One note: While the peak power of a 10-meter radio is 200 watts pep, a popular challenge among amateur operators is to run QRP, or Restricted Power. They limit themselves to 5 watts and see just how far they can reach at that low power.
Getting Started in the 10-Meter Band
When you step into the world of amateur radio, there’s no reason to go it alone. The ARRL has groups all across the nation, many in small towns and isolated areas. They can provide you with study materials and often instructions for your first license, and even administer the license test. They can help you understand what you need to get started, based on what you want to do and the budget you have.
How Far Can The 10-Meter Band Go?
When conditions are right, signals on the 10-meter band can be transmitted and received over long distances – even across countries and continents. During high solar activity, the band can be very active, meaning long-distance communication with low power and simple antennas is possible. However, during times of low solar activity or unfavorable atmospheric conditions, the band may be less reliable for long-distance communication.
Tips for Buying a 10-Meter Radio
Many online retailers are only interested in selling radios, and not in supporting the hobby. Be careful where you shop. Unless you have the benefit of experience, you probably won’t know all the questions to ask. For instance, does the radio you’re considering include dual variable frequency oscillators (VFOs) for tuning? It may not be important today, but you will need this feature later on. Having two VFOs lets you get the most out of simplex conversations.

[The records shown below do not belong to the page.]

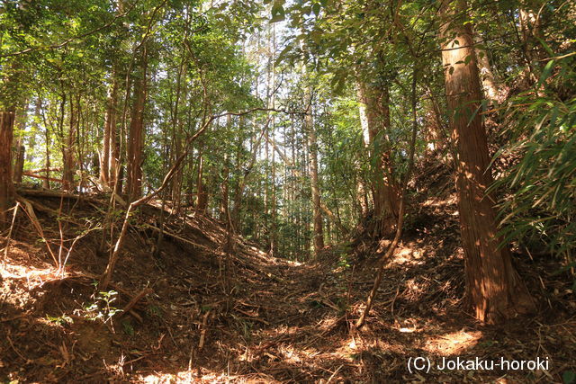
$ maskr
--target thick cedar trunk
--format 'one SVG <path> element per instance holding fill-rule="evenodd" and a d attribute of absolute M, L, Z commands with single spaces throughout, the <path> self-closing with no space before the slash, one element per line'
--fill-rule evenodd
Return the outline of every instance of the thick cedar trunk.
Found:
<path fill-rule="evenodd" d="M 127 192 L 129 200 L 134 201 L 142 195 L 142 149 L 144 147 L 144 107 L 147 94 L 148 54 L 146 47 L 142 50 L 140 70 L 134 81 L 134 104 L 130 123 L 128 138 L 128 178 Z"/>
<path fill-rule="evenodd" d="M 365 117 L 361 122 L 367 128 L 367 136 L 374 173 L 374 228 L 373 236 L 381 237 L 392 233 L 397 221 L 400 205 L 399 188 L 392 180 L 390 142 L 386 130 L 390 128 L 390 94 L 387 86 L 375 87 L 360 83 L 360 103 L 364 105 Z M 364 121 L 362 121 L 364 120 Z"/>
<path fill-rule="evenodd" d="M 486 171 L 490 162 L 486 131 L 477 113 L 482 94 L 472 32 L 464 23 L 465 10 L 464 0 L 442 4 L 443 20 L 454 20 L 440 31 L 442 61 L 458 156 L 456 190 L 466 295 L 475 317 L 493 324 L 532 310 L 534 304 L 512 266 L 509 251 L 499 247 L 494 202 L 486 194 L 492 178 Z"/>
<path fill-rule="evenodd" d="M 14 112 L 0 112 L 0 228 L 8 223 L 6 212 L 12 207 L 14 186 L 12 181 L 12 137 Z"/>

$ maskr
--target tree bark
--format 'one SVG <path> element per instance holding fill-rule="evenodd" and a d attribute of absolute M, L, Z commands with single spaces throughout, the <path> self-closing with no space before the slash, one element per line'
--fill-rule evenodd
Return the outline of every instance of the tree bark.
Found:
<path fill-rule="evenodd" d="M 320 191 L 318 180 L 318 141 L 312 118 L 311 90 L 307 90 L 308 112 L 304 116 L 304 124 L 308 133 L 308 147 L 310 148 L 310 180 L 312 192 L 312 214 L 314 222 L 314 255 L 318 257 L 324 249 L 324 231 L 322 228 L 322 209 L 320 204 Z"/>
<path fill-rule="evenodd" d="M 14 112 L 0 112 L 0 228 L 8 224 L 6 210 L 14 200 L 14 185 L 12 181 L 12 138 Z"/>
<path fill-rule="evenodd" d="M 140 59 L 140 70 L 134 81 L 134 105 L 128 138 L 128 177 L 126 190 L 129 201 L 142 195 L 142 149 L 144 147 L 144 109 L 147 95 L 148 51 L 146 44 Z"/>
<path fill-rule="evenodd" d="M 448 0 L 440 9 L 442 61 L 452 137 L 456 143 L 456 191 L 464 250 L 466 298 L 480 321 L 496 324 L 534 309 L 526 286 L 500 247 L 486 130 L 478 109 L 482 99 L 473 40 L 464 0 Z M 458 41 L 457 43 L 455 41 Z"/>
<path fill-rule="evenodd" d="M 76 106 L 79 108 L 80 103 Z M 76 129 L 78 128 L 78 111 L 74 109 L 74 99 L 70 97 L 70 125 L 66 143 L 62 147 L 62 189 L 72 191 L 74 185 L 74 171 L 76 169 L 76 159 L 74 152 L 76 150 Z"/>

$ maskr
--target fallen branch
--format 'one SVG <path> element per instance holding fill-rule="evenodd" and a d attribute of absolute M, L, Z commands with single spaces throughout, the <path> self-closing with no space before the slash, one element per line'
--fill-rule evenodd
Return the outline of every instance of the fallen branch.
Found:
<path fill-rule="evenodd" d="M 128 304 L 126 304 L 126 306 L 122 308 L 122 311 L 121 312 L 119 317 L 122 317 L 122 316 L 124 316 L 124 314 L 130 312 L 140 299 L 142 299 L 146 295 L 152 293 L 153 291 L 154 290 L 151 288 L 145 288 L 144 290 L 140 290 L 139 294 L 134 296 L 132 299 L 130 300 Z"/>

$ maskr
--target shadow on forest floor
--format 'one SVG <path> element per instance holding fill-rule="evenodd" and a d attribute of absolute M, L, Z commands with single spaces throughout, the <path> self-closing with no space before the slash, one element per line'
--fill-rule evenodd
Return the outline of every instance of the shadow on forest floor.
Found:
<path fill-rule="evenodd" d="M 41 203 L 58 209 L 59 200 Z M 502 327 L 481 326 L 461 309 L 454 201 L 430 200 L 422 207 L 360 331 L 351 324 L 372 288 L 374 260 L 345 265 L 338 247 L 327 248 L 315 264 L 269 258 L 241 239 L 225 254 L 222 227 L 191 216 L 186 226 L 168 225 L 173 236 L 155 259 L 155 233 L 146 225 L 155 224 L 158 210 L 147 207 L 114 274 L 117 299 L 106 308 L 105 295 L 93 285 L 106 262 L 95 251 L 101 234 L 78 242 L 62 278 L 32 226 L 19 217 L 0 281 L 0 380 L 558 382 L 576 371 L 570 281 L 549 278 L 557 265 L 520 258 L 540 315 Z M 98 214 L 94 203 L 73 211 L 78 221 Z M 47 237 L 58 238 L 58 222 L 39 218 Z M 69 226 L 68 238 L 77 229 Z M 90 319 L 98 313 L 105 319 L 145 287 L 154 292 L 135 314 L 105 324 Z M 98 309 L 88 311 L 94 304 Z M 432 368 L 411 374 L 408 361 L 418 356 L 436 363 L 443 357 L 539 357 L 550 365 L 547 371 Z"/>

Also, make sure the brand you’re interested in is configured for where you live. Since different parts of the world use different standards for some parts of the spectrum, a cheap foreign radio may have a low price because it won’t work legally in the U.S.
The accessories and components needed for a truly useful radio can blow up your budget if you’re not careful. Consider the following:
- What kind of antenna will work best for what you want to do?
- How will you mount it?
- How will you run cables to it?
- What will you do for lightning protection?
- Does your neighborhood have an HOA that will need to approve your antenna?
- How will you access your antenna if you need to adjust it?
None of these problems are deal-breakers. They’re simply some of the concerns you’ll need to address before taking the leap into ham radio. Getting started in amateur radio doesn’t need to be expensive. And operating a 10-meter radio never gets old; there are always greater challenges. Just be prepared, understand what you’re getting yourself into, and check out our 10-meter radio buyer’s guide for more tips.
What Can I Do With a 10-Meter Radio?
A 10-meter radio is an ideal way to get started with amateur radio. Once you feel ready to try more advanced communications, you can add a ham radio to access the higher bands. You can also use what you learn to test into more advanced licenses, and gain access to additional bands and more sophisticated technologies.
Of course, you can continue to use 10-meter radios to communicate with other users and hobbyists across the world. If you’re a trucker, a 10-meter radio can be modified to fit in a truck, so you can communicate longer distances where CBs can’t reach.
10-meter radio operators also work with local first responders in times of emergency. You can learn satellite communications with the ARRL’s fleet of 18 satellites (available to use for free), and you can participate in club competitions and challenges.
Amateur radio is far more than a hobby for most people involved. Operators often remain active their entire lives since it’s not a physically demanding activity. They make friends both locally and around the world.
Over the past hundred years, the 10-meter band has evolved right along with the needs of the public; and it will continue to evolve. Ham radio has a long history of being responsive to public interest and demand, and it will continue to play a vital role in the decades to come.